Thursday, January 13, 2011

Foster Parent Friday - Q2: Do the parents come to your house?

Q: Do they get to see their parents?  Do the parents come to your house?

A: No.  I couldn't say that strong enough.  How about absolutely not.  Which of course begs the question then, where do they see their parents?

First, let me explain a little bit about visitation.  In most cases biological parents are allowed to see their children while they are in foster care during supervised visitations.  These visits are regularly mandated by the court and generally involve 60 minutes each week, except in the case of an infant (<12 months) who might get more time, maybe 2 - 60 minute visits.  Of course, this setup is different by judge, caseworker, and frankly, case.  Typically, the visits are limited to mother and father but occasionally extended family are allowed to participate.  Siblings who are not in foster care or who are in foster care in another home are often afforded visits too.  In my experience, the courts and CPS go out of their way to make visits happen and it is fairly rare for parents to be denied visits completely.  In my experience, visits are only canceled when parents continuously refuse to show for their visitation (in which case the children are brough to the visit location in anticipation of seeing their parents who never show) or when parents rights are terminated.  Parents are required to abide by certain rules during visitation including things like avoiding physical discipline and maintaing sobriety during the visit.  In two of our cases, parents have had separate visits, meaning 2 visits per week for the kids throughout the case.  We've also had one case where the parents had visits for a while but were canceled a few months into it because they were unable to show up regularly.  Visits are a vital part of foster care as they maintain family relationships which help in reunification.  In the cases where children don't end up going home, visits can be a positive part of setting up new bonds with new families.

Visits most frequently happen at CPS offices, sometimes called child advocacy centers (in Texas, each county is run differently).  These offices have visitation rooms setup with toys and space for parents to play with their children.  In some cases they have two way mirrors so caseworkers or other supervisors can watch without interfering with the visit while in others they caseworker must sit in the doorway to make sure things are going well.  I gather that during these visits the caseworkers/supervisors take notes and watch the interaction with the kids to make sure they are ok and interacting positively.

Occasionally visits might happen at other locations, depending on the case and the situation. For example, if a case is going well a caseworker may agree to allow the parents to have a visit at a park or a fast-food restaurant play area to celebrate the child's birthday.  The majority of visits though are done at the offices.

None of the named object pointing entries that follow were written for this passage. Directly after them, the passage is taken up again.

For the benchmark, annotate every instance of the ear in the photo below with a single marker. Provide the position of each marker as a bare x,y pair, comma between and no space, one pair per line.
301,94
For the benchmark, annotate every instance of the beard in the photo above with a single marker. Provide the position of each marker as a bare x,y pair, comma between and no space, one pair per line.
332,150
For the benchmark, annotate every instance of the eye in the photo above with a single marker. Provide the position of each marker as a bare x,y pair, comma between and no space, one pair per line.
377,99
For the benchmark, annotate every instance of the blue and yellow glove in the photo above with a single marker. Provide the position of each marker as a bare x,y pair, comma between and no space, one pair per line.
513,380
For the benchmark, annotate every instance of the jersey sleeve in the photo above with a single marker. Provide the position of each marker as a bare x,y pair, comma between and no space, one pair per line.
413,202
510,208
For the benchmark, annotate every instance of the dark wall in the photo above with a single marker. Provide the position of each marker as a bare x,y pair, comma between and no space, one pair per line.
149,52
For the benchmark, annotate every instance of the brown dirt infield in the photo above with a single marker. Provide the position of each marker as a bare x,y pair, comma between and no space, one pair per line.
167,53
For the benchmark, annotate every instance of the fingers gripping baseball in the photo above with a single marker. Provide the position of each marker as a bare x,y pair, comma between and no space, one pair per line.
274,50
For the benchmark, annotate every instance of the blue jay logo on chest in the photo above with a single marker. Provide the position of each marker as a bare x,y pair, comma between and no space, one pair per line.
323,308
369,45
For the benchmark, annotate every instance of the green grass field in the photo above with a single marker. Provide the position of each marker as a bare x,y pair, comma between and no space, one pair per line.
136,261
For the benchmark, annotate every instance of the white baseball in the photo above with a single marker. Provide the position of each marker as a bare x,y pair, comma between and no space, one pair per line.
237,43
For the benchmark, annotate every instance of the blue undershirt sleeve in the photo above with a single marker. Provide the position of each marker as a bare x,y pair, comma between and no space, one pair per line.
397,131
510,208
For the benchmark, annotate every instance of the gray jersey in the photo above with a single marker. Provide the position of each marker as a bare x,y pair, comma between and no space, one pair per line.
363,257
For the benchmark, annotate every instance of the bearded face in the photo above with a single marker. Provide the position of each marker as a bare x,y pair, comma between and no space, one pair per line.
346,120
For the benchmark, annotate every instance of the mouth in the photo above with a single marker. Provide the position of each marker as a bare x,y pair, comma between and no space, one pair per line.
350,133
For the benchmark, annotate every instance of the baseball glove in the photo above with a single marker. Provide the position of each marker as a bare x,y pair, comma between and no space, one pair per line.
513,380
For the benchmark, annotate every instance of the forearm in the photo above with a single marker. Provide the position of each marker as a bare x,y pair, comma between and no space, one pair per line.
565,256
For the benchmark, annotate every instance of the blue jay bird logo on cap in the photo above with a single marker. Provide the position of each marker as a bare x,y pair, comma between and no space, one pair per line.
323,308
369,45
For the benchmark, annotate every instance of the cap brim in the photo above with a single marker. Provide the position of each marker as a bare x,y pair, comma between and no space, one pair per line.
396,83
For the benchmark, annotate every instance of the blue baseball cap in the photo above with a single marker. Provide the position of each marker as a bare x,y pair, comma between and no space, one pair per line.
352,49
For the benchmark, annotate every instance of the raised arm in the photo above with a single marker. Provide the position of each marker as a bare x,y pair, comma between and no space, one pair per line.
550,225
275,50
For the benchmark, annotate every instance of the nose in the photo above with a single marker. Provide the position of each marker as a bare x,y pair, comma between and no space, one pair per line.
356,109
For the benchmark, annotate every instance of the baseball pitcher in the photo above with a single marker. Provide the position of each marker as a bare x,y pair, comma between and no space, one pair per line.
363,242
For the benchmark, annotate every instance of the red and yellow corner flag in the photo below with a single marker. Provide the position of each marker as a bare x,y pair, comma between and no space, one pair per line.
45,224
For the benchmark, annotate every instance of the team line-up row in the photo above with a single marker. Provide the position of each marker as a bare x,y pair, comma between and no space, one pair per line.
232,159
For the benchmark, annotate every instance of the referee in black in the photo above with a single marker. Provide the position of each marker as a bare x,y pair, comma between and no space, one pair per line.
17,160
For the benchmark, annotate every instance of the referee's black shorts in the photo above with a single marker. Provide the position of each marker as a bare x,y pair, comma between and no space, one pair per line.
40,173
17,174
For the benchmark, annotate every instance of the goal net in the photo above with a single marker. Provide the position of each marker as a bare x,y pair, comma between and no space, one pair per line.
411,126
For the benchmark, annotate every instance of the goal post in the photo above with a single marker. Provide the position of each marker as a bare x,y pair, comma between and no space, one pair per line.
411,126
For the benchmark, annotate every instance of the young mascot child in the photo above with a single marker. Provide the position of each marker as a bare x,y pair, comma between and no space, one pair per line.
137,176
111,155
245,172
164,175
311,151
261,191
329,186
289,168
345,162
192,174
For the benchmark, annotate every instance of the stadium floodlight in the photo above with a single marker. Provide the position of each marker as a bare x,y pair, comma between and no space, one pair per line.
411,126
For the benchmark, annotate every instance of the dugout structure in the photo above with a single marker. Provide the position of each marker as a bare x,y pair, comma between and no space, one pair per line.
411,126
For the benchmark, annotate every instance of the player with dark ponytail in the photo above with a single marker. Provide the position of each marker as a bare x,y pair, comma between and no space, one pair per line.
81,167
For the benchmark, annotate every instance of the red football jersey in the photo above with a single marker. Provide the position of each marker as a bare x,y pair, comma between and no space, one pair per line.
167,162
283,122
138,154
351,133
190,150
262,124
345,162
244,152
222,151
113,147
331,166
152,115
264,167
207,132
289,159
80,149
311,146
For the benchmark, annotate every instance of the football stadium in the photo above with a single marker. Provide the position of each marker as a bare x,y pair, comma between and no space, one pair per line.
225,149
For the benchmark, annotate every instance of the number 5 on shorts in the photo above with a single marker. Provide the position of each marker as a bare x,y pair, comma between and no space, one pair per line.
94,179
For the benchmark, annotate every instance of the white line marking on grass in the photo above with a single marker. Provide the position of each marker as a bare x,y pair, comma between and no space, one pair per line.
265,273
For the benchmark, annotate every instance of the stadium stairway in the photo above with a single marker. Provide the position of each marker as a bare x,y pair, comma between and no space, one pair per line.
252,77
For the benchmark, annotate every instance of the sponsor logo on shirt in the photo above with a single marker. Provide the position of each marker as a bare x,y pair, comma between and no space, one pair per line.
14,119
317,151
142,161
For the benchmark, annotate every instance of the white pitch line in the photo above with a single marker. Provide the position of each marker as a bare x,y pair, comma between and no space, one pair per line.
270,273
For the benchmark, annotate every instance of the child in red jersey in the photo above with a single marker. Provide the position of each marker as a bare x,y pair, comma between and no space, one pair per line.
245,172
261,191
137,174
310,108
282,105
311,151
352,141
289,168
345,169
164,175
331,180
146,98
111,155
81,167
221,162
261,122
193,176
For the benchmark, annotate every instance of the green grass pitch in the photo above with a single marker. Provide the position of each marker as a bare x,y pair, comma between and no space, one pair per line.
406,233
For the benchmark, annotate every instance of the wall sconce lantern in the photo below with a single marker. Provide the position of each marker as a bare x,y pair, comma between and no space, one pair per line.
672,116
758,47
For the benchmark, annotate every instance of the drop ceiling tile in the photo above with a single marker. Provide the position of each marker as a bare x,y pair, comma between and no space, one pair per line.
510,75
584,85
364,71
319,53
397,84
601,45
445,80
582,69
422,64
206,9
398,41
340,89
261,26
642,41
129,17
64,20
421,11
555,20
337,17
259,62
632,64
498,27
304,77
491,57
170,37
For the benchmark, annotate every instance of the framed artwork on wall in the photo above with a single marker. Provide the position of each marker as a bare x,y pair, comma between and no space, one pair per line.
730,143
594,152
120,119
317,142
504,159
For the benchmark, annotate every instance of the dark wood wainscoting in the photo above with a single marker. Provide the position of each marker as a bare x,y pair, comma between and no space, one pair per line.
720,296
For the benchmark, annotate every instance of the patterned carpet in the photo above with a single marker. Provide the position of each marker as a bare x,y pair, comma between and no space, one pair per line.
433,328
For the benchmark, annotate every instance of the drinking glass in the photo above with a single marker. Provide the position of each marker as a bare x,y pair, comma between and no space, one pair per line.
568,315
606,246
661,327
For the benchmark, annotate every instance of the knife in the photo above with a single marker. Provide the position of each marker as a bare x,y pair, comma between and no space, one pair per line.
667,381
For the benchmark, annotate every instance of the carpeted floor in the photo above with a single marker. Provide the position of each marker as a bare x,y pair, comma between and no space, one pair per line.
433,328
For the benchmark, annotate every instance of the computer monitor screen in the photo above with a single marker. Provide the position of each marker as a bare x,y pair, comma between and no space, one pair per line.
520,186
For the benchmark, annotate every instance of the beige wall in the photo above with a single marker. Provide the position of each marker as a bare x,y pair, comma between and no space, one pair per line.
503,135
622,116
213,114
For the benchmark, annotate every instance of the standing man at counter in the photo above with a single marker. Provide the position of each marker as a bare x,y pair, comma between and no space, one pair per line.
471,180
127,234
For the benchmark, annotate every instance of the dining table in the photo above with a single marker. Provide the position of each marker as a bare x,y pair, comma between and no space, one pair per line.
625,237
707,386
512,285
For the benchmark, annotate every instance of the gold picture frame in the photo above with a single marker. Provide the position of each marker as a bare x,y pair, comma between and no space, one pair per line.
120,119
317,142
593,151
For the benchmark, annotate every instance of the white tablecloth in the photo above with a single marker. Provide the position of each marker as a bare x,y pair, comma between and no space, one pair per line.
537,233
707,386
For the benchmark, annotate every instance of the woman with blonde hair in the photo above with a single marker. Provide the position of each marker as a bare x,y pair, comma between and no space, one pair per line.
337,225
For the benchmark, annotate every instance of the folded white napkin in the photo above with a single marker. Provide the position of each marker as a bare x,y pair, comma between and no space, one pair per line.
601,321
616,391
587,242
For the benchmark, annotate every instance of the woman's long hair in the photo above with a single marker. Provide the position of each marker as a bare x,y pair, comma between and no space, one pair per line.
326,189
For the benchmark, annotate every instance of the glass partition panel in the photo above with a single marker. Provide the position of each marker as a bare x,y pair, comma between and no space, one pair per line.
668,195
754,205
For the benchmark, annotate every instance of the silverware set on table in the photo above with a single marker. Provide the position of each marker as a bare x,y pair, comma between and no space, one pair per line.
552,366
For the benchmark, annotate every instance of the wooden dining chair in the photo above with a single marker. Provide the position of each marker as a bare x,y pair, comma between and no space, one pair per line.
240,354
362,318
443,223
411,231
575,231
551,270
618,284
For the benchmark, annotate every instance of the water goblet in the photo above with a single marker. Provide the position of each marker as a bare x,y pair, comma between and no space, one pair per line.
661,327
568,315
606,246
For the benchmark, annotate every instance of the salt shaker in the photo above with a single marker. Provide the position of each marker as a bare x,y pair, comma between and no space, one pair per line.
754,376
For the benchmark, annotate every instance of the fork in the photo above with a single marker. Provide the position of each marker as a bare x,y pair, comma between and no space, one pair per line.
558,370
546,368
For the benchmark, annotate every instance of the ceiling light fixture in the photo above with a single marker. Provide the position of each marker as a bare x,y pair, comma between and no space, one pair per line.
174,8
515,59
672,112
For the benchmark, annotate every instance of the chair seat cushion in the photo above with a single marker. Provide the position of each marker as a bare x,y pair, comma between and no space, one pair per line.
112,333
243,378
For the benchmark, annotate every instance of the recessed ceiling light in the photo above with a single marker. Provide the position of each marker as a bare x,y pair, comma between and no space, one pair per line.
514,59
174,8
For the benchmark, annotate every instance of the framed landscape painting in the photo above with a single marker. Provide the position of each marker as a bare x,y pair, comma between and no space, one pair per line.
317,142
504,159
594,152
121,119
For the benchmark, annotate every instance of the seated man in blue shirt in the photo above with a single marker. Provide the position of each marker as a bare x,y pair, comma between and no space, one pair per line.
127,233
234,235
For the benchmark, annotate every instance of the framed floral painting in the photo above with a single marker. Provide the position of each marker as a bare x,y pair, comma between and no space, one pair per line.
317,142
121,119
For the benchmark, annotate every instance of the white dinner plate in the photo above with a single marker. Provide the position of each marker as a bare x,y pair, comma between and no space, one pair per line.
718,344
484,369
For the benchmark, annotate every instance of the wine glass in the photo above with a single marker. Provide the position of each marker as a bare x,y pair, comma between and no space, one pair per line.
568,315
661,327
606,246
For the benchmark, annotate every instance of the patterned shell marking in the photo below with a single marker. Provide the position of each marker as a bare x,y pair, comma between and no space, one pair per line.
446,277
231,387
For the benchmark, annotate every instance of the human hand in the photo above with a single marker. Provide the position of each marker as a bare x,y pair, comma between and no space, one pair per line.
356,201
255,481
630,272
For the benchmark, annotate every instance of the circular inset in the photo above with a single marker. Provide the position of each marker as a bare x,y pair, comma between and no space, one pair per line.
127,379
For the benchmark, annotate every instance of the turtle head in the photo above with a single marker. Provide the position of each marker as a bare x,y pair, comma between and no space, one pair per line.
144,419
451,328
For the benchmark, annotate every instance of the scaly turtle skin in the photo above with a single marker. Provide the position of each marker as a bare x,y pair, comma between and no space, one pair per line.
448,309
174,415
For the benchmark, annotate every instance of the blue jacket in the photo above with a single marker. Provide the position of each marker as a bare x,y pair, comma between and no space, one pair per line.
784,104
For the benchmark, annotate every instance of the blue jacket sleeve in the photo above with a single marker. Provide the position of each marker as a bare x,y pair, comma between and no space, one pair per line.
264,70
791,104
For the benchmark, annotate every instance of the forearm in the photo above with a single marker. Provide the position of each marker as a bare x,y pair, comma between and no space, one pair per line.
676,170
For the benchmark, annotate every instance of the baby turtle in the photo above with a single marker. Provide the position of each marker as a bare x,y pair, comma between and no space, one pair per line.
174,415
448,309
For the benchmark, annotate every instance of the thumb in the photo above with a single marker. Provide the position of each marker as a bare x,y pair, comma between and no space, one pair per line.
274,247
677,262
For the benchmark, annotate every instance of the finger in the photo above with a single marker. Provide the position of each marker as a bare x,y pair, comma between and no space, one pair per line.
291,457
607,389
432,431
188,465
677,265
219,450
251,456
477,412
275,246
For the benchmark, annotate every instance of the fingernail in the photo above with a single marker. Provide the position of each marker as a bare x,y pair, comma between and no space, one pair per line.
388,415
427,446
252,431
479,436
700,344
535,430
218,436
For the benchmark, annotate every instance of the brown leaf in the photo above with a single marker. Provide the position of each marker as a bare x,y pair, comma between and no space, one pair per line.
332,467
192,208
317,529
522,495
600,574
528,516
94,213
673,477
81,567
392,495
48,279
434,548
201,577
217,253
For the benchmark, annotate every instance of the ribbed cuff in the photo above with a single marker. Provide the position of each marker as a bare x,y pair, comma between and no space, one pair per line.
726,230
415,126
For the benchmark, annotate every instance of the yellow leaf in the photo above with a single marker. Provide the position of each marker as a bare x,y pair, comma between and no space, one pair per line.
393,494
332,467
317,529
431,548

It is important to note though that one of the reasons biological parents don't come to the foster parents house, in typical situations, is that foster parents have the right to anonymity for the safety of their family and the child.   In most cases, all involved do their best to keep foster parent information safe, so if biological families have foster parent information (like their last names, addressees, occupations/employers, etc.) it is a very big deal.  That being said, there are exceptions.  This brings up two more questions we are commonly asked - "How do they get to visits?" and "Do you see their parents?".  These will have to wait for another Friday.

2 comments:

Penelope said...

I'm so glad that here in Texas, foster parents don't have any contact with birth families. I believe that in Michigan they do. I just cant imagine!

Also, we've had parents that wanted to see their kids but their drug test came up positive within the last 30 days.

Love your site! Newest follower!

Mie said...

Penelope - Welcome! Glad you're here. Interesting that in Michigan they would have contact with birth families...is that mandated? I actutally have had contact with each of our birth families, but that is by choice...I'd certainly be supported if I didn't want to. Keep an eye out for next Friday's post all about that.